Marcos cuspiu um pouco de sangue, mas não desistiu de tentar se soltar. Os que estavam assistindo já estalavam os dedos de ansiedade. Quando Ruan se preparava para mais um golpe, um som alto de algo caindo alertou a todos.
Ao se virarem, um dos agressores estava caído naquele chão cinza e inacabado. Acima dele, uma figura forte que vestia uma jaqueta camuflada, cabelo curto e encaracolado, encarava os garotos com um olhar ameaçador.
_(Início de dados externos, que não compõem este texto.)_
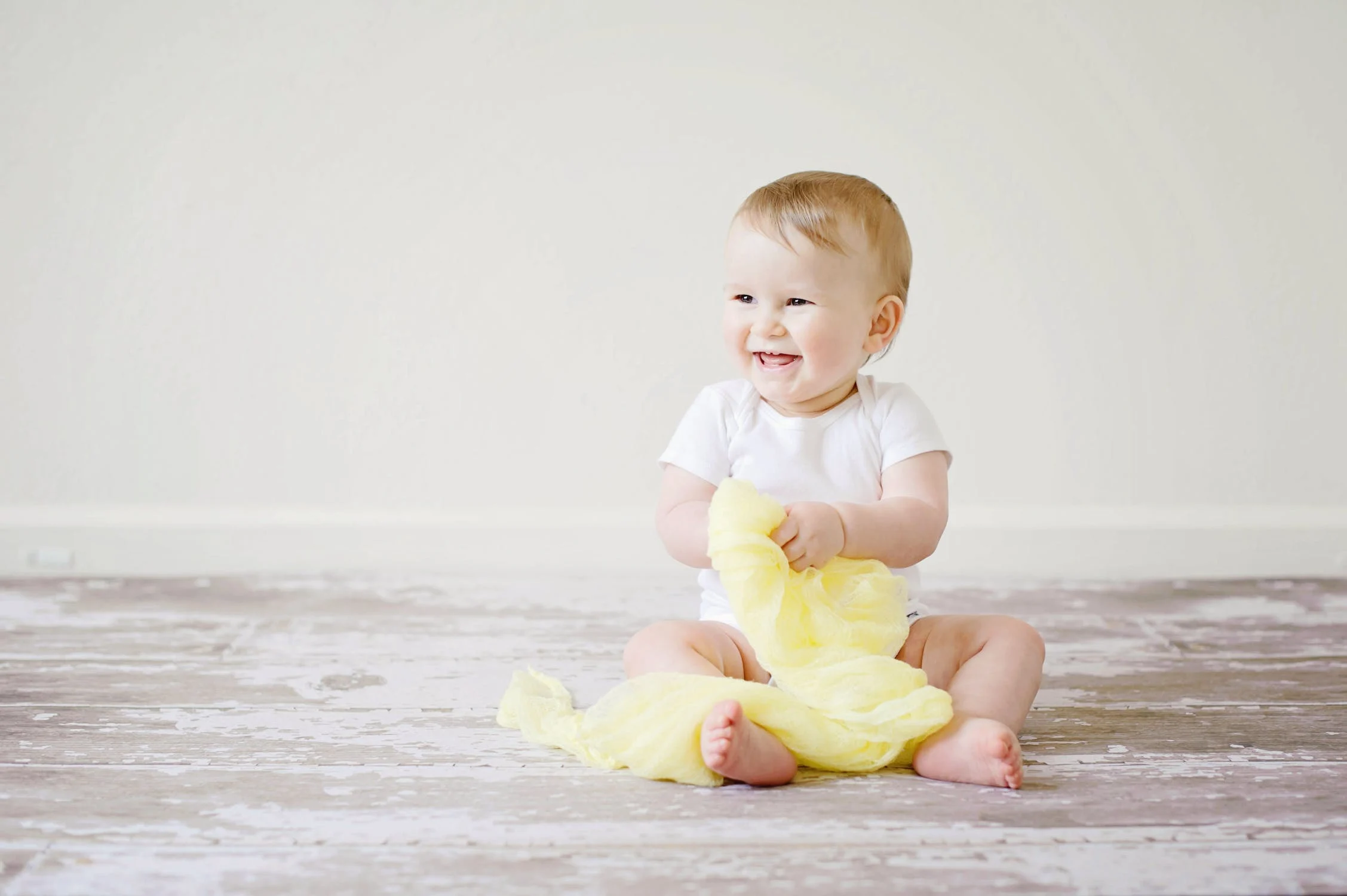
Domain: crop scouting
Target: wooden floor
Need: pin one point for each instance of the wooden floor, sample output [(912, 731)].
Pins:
[(337, 735)]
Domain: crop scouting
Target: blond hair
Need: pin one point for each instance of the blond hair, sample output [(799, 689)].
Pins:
[(815, 204)]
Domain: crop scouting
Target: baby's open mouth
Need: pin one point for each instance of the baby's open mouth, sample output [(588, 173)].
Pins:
[(772, 361)]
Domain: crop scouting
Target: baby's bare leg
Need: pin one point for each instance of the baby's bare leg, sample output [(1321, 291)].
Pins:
[(992, 667), (732, 744)]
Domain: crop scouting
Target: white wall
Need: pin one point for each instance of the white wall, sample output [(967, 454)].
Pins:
[(317, 285)]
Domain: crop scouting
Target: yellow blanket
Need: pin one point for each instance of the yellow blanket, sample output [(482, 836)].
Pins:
[(841, 702)]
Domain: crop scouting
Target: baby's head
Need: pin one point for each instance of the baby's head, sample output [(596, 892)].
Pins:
[(817, 269)]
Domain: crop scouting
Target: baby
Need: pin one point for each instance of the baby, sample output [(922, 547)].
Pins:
[(817, 283)]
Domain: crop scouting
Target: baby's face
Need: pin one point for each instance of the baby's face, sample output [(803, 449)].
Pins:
[(811, 310)]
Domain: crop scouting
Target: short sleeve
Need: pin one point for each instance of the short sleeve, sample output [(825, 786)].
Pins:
[(907, 426), (701, 444)]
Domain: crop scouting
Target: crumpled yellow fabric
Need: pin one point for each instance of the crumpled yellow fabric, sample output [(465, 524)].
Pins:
[(829, 636)]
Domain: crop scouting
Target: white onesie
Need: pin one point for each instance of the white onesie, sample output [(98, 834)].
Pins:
[(837, 456)]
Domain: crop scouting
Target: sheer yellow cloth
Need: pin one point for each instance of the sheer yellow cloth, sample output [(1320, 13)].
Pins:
[(841, 701)]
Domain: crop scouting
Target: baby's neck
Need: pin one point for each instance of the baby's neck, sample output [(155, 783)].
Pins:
[(818, 404)]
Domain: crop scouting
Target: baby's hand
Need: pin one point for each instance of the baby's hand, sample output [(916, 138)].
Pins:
[(810, 535)]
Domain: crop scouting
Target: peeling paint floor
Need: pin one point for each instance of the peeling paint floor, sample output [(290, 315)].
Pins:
[(336, 735)]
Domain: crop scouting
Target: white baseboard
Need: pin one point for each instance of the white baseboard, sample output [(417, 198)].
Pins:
[(1043, 542)]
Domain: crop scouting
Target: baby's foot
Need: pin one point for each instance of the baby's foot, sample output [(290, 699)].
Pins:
[(738, 750), (974, 751)]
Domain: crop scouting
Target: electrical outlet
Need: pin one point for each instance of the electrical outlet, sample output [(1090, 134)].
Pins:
[(51, 558)]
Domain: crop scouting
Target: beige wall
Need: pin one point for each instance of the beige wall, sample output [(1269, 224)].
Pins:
[(308, 285)]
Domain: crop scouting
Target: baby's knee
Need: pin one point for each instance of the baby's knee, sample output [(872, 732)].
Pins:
[(645, 650)]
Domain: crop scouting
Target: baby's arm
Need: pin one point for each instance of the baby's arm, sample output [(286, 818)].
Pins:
[(906, 524), (680, 517)]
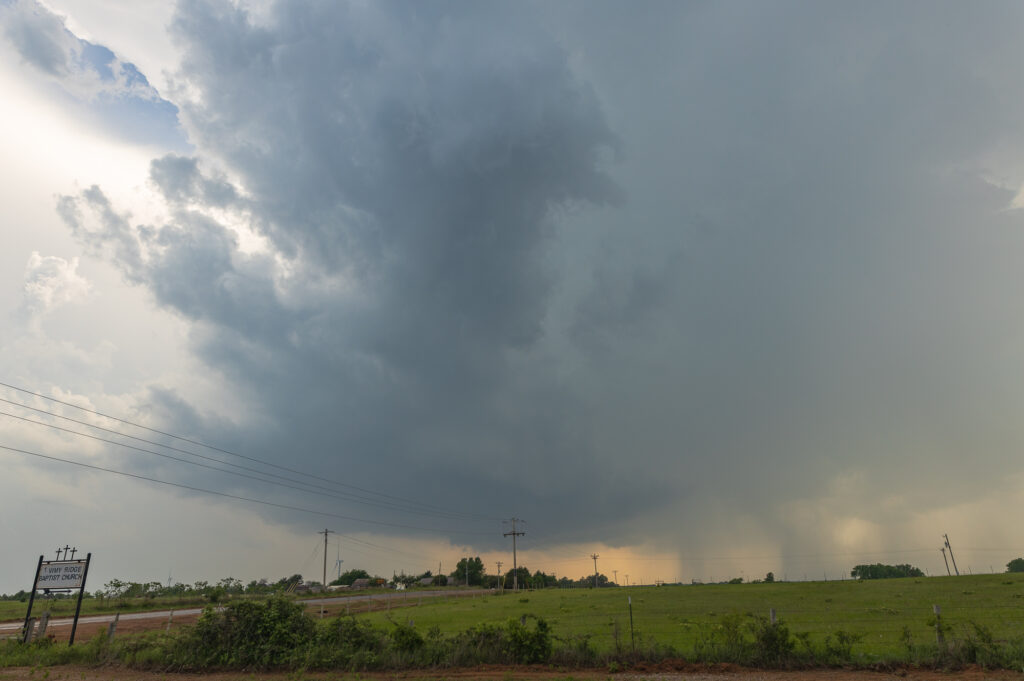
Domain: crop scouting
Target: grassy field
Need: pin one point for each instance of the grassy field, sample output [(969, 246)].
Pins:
[(677, 615)]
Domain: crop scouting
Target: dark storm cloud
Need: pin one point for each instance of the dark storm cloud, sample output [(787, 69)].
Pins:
[(408, 168), (813, 274)]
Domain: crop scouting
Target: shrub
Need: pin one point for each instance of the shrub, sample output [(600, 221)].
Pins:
[(247, 634)]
O Ruan e o loiro correram pra cima dele como cães raivosos. O camuflado, com seu coturno, pisou por cima do garoto desmaiado, avançou para eles lentamente como um trator.
Marcos aproveitou o momento e conseguiu soltar um dos braços. E com um pedaço de tijolo, acertou o joelho do outro que o segurava, ficando finalmente liberto.
O garoto se contorcia de dor enquanto Marcos se preparava de forma rápida e partiu para cima do segundo. Com socos ágeis, tentou ao máximo acertar a base das costelas e maxilar, dominando seu adversário com destreza.
O camuflado assumia uma posição de boxeador. Seus pés se moviam em um quadrado com precisão, dominando toda a área. Os dois que o cercavam estavam hesitantes, pois sabiam que um passo em falso poderia os derrubar.
Os braços dele eram grandes e sua mão era larga. Em um piscar de olhos, aproveitou a distração de um deles e avançou, encaixando um cruzado de direita no loiro, que não teve tempo de reação e caiu com o nariz jorrando sangue, como uma torneira aberta.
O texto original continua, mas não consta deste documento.